The main issue then was how to map the RDF graph into Riak buckets, objects and keys. Here is what I came up so far – I use a RDF resource-level approach with a special object key that I called
:id, which is the RDF resource URI or the bNode. Further, in order to maintain the graph provenance, I store the original RDF document URI in the metadata of the Riak bucket. Each RDF resource is mapped into a Riak object; for each literal RDF object value the literal value is stored directly via an Riak object-key, for each resource object (URI ref or bNode), I use a Link header.
Enough words. Action.
Take the following RDF graph (in Turtle):
:i foaf:name "Michael Hausenblas" ;
foaf:knows <http://richard.cyganiak.de/foaf.rdf#cygri> .

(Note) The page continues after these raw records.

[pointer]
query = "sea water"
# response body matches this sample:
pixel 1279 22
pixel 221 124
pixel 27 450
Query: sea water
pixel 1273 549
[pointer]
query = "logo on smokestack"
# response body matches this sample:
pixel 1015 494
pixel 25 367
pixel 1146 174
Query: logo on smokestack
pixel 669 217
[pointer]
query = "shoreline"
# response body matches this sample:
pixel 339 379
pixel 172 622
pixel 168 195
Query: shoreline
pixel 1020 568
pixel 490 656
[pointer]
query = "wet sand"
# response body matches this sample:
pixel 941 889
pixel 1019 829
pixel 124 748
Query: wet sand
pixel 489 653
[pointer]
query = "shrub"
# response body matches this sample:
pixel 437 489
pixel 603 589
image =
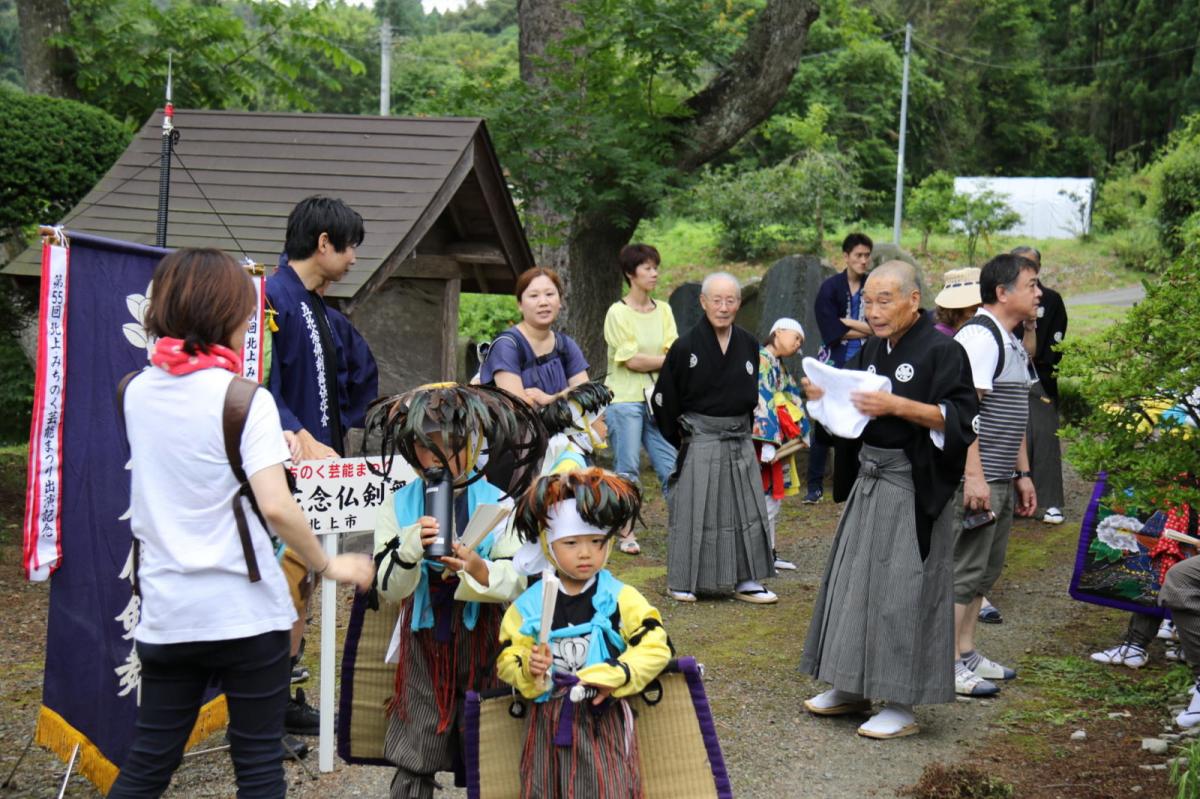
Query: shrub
pixel 53 152
pixel 1177 179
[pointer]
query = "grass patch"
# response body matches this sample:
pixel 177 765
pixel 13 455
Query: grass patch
pixel 1071 689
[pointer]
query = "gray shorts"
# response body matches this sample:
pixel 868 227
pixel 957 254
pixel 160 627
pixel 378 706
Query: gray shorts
pixel 979 553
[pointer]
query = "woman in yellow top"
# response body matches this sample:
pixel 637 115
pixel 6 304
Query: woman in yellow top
pixel 604 635
pixel 639 331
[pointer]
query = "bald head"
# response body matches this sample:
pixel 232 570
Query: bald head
pixel 899 271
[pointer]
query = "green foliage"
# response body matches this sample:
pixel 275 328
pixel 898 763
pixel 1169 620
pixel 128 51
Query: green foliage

To store the above RDF graph in Riak I would then using the following curl commands:
curl -X PUT -d 'Michael Hausenblas' http://127.0.0.1:8098/riak/res0/foaf:name
curl -X PUT -d 'http://sw-app.org/mic.xhtml#i' http://127.0.0.1:8098/riak/res0/:id
curl -X PUT -d 'http://richard.cyganiak.de/foaf.rdf#cygri' http://127.0.0.1:8098/riak/res1/:id
curl -X PUT -d 'http://sw-app.org/mic.xhtml#i' -H "Link: </riak/res1/:id>; riaktag=\"foaf:knows\"" http://127.0.0.1:8098/riak/res0/:id
Then, querying the store is straight-forward like this (here: list all people I know)
Yes, I know, the prefixes like
foaf: etc. need to be taken care of (but that’s rather easy, can be put in the bucket’s metadata as well, along with the prefix.cc service. Further, the bNodes might cause troubles. And there is no smushing via
owl:sameAs or IFPs (yet). But the most challenging area is maybe how to map a SPARQL query onto Riak’s link walking syntax.